Arturo se puso al frente de la campaña de reconquista de las tierras robadas, pero tan pronto como llegó a los acuerdos necesarios con los sajones respecto a las nuevas fronteras, abandonó Dumnonia. Algunos de nosotros mantuvimos hasta el último momento la esperanza de que rompiera el compromiso contraído con Meurig y Tewdric, mas nada más lejos de sus propios deseos. Jamás había codiciado el poder. Lo había aceptado como un deber mientras el rey de Dumnonia fue niño y la rivalidad entre un puñado de ambiciosos señores de la guerra amenazaba con sumir el reino en el caos, pero a lo largo de todos esos años no había dejado de acariciar la idea de una vida sencilla y, desde el momento en que los sajones fueron vencidos, se sintió libre para convertir su sueño en realidad. Le rogué que lo considerase nuevamente, pero se negó.

—Soy muy viejo, Derfel.

—No mucho más que yo, señor.

—En tal caso, tú también eres viejo —replicó con una sonrisa—. ¡Más de cuarenta! ¿Cuántos hombres viven cuarenta años?
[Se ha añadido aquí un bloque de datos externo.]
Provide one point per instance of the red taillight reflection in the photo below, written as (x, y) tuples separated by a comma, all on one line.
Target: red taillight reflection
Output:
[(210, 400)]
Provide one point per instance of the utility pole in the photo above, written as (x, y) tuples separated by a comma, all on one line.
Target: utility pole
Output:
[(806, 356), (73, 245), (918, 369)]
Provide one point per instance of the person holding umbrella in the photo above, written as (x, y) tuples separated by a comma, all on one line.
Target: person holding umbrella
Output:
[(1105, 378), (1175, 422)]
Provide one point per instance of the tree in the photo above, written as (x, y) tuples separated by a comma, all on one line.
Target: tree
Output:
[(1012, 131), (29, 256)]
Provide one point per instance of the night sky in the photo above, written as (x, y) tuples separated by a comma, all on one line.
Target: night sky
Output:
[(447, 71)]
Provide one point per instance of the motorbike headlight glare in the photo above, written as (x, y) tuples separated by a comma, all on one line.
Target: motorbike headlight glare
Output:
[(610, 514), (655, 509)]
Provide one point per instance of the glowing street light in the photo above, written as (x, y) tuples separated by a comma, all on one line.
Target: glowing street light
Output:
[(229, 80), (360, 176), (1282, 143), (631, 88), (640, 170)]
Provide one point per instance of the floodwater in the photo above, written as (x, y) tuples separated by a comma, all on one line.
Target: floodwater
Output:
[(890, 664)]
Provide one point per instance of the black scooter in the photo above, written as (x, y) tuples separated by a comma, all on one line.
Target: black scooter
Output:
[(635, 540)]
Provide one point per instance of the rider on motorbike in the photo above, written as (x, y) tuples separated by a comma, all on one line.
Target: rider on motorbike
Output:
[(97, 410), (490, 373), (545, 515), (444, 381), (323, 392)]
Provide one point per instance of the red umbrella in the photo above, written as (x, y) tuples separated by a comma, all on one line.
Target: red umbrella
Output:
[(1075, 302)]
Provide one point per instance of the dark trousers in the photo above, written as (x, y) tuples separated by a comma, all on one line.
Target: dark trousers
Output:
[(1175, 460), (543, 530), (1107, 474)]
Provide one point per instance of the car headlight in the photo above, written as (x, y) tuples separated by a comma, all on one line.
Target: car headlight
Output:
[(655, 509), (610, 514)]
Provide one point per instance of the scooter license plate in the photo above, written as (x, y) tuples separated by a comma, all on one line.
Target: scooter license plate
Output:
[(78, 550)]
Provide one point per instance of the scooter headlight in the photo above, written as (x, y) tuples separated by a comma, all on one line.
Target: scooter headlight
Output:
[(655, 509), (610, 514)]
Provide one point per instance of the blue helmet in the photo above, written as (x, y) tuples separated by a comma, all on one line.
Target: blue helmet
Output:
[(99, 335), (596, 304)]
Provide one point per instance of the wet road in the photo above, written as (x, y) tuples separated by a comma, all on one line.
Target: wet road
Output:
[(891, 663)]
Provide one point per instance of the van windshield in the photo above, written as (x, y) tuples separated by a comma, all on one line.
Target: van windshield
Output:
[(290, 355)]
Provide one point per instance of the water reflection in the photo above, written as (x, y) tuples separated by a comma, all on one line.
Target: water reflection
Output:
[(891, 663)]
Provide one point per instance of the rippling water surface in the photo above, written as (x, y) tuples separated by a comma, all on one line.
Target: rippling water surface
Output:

Pocos, ciertamente. Mas, con todo, creo que Arturo habría escogido quedarse en Dumnonia de haber recibido lo que deseaba, es decir, gratitud. Era orgulloso y sabía lo que había hecho en favor del país, pero el país se lo había agradecido con un hosco resentimiento. Primero, los cristianos pusieron fin a la paz por él lograda y, después, tras las hogueras de Mai Dun, también los paganos se volvieron contra él. Por otra parte, había prometido a Meurig salir de Dumnonia, promesa que reforzaba el juramento prestado a Uther de colocar a Mordred en el trono, e insistió en que cumpliría ambos compromisos plenamente.